Индра же, напротив, стоял столбом среди затоптанной сушины, но выражение его лица и особенно глаз свидетельствовали о полном безумии арийца.
– Интересно, давно он так стоит? – спросил Насатья, кивнув на воина.
– Может, чего задумал? – предположил Пипру.
– А я тебя просто задушу, – услышали наблюдатели голос Намучи. – Вот и весь секрет. Задушу, и всё. Где тут нарушение клятвы? Мне бы только на ноги встать.
Ашвины переглянулись.
– А ведь верно! – сказал Дасра. – Оружия-то он не поднимает!
Новая попытка Намучи наконец увенчалась успехом. Дан сделал шаг и чуть присел на согнутых ногах. Чтобы не потерять равновесия. Его качнуло, но он удержался.
– Надо что-то делать, – опомнился Дасра. – Сейчас он доберётся до Индры и задушит его. А тот застыл как утёс.
– Принеси мне ваджру! – вдруг сказал кшатрий, обращаясь неизвестно к кому. Сказал таким голосом, что у братьев мурашки пошли по коже. Ничего подобного из уст человека они не слышали. Этот голос напоминал горное эхо, раскат ревущего ветра, налетевшего на гулкие стены пещеры, трубный рёв бычьей глотки перед смертельным боем.
Пипру невольно спрятался за куст. Прежде чем сообразил, что это было.
Индра посмотрел на робкую услужливость Насатьи, протянувшего ему палицу.
– Теперь смотри! – снова заревел ужасный голос.
Намучи стоял в нескольких шагах от обезумевшего Индры. С внезапной лёгкостью кшатрий метнул палицу. Беднягу дана просто унесло. А траву и кусты забрызгало его мозгами.
ГЛАВА ТРИДЦАТЬ ВОСЬМАЯ
«Значит, сома!» – говорил себе Индра, не отвлекая мозги на пустую болтовню Намучи. Удивительный напиток сам шёл к воину. Сам выбрал его в качестве жертвы. Но жертвы ли? Почему Дадхъянч называл сому 'бурей при ясном небе? «Чтобы соединить силы Просветителя и Быка, нужна буря, которую создаёт сома…» – говорил Дадхъянч. Может быть, это и есть дхи – сила прозрения, четвёртая грань истины, открытая только арийскому духу? И открытая, только благодаря соме? Кто испытал дхи? О ней говорят и сиддхи и бхриги, но никто сам не достигал её. Потому что человеку нельзя трогать принадлежащее богам. По крайней мере, так считается.

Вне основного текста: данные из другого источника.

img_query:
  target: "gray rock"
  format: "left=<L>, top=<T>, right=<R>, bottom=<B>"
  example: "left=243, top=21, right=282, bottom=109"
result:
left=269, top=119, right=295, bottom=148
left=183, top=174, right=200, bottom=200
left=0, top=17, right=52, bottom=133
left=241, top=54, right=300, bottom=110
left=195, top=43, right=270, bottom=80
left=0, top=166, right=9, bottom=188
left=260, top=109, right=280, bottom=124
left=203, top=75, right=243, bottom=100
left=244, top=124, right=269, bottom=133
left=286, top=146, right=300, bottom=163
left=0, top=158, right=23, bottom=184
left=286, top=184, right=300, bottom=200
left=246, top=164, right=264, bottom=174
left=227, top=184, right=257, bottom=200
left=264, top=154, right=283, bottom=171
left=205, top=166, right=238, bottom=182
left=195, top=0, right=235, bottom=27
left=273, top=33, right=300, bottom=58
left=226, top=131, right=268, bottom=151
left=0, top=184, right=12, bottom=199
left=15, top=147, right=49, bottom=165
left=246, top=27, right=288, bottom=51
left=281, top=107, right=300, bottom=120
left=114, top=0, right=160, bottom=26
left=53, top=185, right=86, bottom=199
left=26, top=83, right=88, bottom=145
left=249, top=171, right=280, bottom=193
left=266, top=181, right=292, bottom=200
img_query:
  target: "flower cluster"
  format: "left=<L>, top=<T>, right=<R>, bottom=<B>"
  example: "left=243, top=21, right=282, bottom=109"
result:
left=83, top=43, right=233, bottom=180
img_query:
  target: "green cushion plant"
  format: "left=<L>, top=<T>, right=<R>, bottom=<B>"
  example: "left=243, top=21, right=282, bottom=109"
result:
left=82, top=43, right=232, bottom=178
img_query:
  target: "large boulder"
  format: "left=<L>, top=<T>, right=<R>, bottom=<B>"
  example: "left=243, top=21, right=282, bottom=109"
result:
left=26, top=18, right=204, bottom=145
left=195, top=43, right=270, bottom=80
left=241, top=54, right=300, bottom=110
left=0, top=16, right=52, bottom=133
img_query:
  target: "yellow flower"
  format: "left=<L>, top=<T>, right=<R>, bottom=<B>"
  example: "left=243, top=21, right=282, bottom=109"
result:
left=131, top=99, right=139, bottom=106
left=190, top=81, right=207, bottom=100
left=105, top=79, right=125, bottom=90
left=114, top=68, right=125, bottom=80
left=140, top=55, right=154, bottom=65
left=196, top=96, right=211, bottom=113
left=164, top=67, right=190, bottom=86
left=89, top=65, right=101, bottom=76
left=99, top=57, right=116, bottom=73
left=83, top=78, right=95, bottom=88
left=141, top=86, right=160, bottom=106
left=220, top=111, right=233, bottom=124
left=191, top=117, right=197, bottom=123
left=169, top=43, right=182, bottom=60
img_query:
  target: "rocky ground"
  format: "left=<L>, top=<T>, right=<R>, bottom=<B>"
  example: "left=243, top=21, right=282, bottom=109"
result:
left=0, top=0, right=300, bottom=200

Другое дело – когда тебе навязывают сому. Нет, упустить такой возможности Индра не мог. Он собрался пить уготовленную ему отраву.
– Архари! – вдруг сказал кшатрий, погружённый в самого себя.
– Что? – не понял его собеседник.
– Ничего. Плесни-ка ещё суры.
– До чего ж вы, арийцы, здоровы её пить! У меня уже голова идёт кругом.
– Мы её пьём, – заговорил Индра, преодолевая сопротивление языка, – для того чтобы оставаться трезвыми. Даже в таком состоянии. А ты – для того чтобы стать пьяным. Чувствуешь разницу между собой и «благородными»?
– Ладно, – отмахнулся Намучи. – Пусть я дурак. Как ты говоришь. Но я всё равно великий воин, а ты… а ты… А я не знаю, кто ты. Кто ты, а?
– Я смотрю, ты напился.
– Напился. И на бок свалился. А тебя, значит, сура не берёт? Потому что ты «благородный»? Есть у меня кое-что и покрепче. Но тут твоего «благородства» может и не хватить.
Намучи противно захихикал, извлекая из сумы жбачок.
– Доставай! Сейчас посмотрим, что это за дрянь, – играл свою роль Индра.
– Вот, – показал Намучи. – Но я не «благородный», мне её пить нельзя.